ExxonMobil white-collar jobs at risk amid performance review start
Energy supermajor ExxonMobil is preparing to reduce its U.S. offices headcount by up to 10 per cent annually for the next three to five years.
Bloomberg said on Monday, quoting people familiar with the matter, that ExxonMobil would be using its ‘performance-evaluation system’ to remove low performers.
According to the sources, the cuts will target the lowest-rated employees relative to peers, and for that reason will not be characterized as layoffs.
Such workers are usually put on a ‘performance improvement plan’ but it is believed that many would eventually leave on their own. This year’s evaluation is underway but affected employees have not yet been notified, the sources told Bloomberg.
ExxonMobil spokesman Casey Norton told the media outlet: “Our annual performance assessment process has been occurring over the last several months. Where employees are not contributing to their highest ability, they may need to participate in an improvement plan. This is an annual process that has been in place for many years, and it is meant to improve performance. This process is unrelated to workforce reduction plans”.

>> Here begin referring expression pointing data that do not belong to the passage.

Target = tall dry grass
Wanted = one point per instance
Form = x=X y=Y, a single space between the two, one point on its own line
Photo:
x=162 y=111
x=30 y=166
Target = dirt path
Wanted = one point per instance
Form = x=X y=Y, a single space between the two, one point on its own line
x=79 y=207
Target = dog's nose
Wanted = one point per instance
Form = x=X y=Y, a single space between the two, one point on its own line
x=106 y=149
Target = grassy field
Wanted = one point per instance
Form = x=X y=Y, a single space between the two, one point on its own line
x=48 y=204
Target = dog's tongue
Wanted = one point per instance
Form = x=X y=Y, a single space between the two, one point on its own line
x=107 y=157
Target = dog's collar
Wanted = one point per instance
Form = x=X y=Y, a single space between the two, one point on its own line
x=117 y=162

The plan is separate from ExxonMobil’s announcement last year that it will cut 14,000 jobs worldwide by 2022, and it would extend reductions well beyond that original time frame.
It is worth noting that the performance-review process mostly applies to white-collar jobs in areas such as engineering, finance, and project management.

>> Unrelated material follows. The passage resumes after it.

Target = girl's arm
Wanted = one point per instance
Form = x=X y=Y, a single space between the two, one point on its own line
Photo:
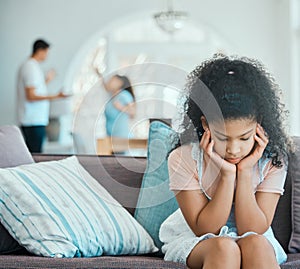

The company had 72,000 employees globally at the end of last year, of which 40 per cent worked in the U.S., according to a company filing.

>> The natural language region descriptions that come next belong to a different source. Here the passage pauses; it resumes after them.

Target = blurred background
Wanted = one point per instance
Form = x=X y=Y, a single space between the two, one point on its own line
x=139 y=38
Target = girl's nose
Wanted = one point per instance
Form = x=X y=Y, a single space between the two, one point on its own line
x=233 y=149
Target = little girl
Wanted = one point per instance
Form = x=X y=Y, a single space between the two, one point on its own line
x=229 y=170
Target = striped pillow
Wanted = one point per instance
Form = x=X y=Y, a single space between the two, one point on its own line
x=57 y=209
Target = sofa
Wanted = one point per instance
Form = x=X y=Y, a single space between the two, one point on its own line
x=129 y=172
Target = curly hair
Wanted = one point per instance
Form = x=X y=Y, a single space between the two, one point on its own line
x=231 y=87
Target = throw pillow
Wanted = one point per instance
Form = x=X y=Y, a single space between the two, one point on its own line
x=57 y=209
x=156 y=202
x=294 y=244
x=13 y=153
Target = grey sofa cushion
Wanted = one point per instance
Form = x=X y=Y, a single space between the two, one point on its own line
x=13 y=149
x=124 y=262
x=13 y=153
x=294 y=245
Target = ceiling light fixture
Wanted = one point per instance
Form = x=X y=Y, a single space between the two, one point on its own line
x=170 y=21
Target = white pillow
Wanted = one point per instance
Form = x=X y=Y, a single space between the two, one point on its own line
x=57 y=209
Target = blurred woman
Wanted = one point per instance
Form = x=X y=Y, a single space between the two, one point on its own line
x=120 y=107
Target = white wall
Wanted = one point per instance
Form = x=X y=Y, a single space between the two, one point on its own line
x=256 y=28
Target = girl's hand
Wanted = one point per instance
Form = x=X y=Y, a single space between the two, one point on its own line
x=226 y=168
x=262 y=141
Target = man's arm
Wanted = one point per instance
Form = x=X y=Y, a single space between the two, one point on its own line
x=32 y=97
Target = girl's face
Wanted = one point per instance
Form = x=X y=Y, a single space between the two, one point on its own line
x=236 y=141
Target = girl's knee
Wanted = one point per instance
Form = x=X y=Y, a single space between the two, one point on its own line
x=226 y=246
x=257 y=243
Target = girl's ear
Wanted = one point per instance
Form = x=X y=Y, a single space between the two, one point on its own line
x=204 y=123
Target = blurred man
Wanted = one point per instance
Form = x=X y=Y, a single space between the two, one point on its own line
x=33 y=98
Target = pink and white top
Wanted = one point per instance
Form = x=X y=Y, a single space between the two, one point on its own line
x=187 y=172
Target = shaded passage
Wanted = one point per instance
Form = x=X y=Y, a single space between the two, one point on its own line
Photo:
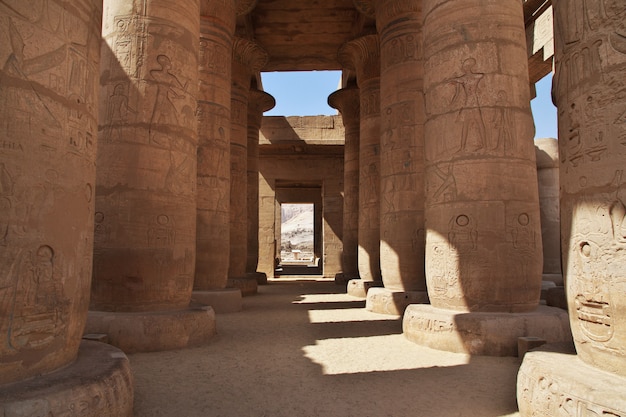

Exxon’s other cost-cutting initiatives have included suspending bonuses and halting employee-contribution matches to 401k savings plans. Due to all these measures combined, ExxonMobil achieved $3 billion of annual ‘structural cost reductions’ in 2020.
This is not ExxonMobil’s finest hour as it is still reeling from losing three board seats to activist firm Engine No.1 – supported by one of Exxon’s largest shareholders, BlackRock.
On Monday, the company’s announced official results of its annual general meeting votes and conceded the removal of former Caterpillar CEO Douglas Oberhelman, former IBM CEO Samuel Palmisano, and the former CEO of Malaysia’s oil firm Petronas Wan Zulkiflee Wan Ariffin from the board over climate and financial concerns.
Offshore Energy has contacted ExxonMobil and their spokesperson to confirm and perhaps get some more details on the matter. We will update the article if and when we receive an answer.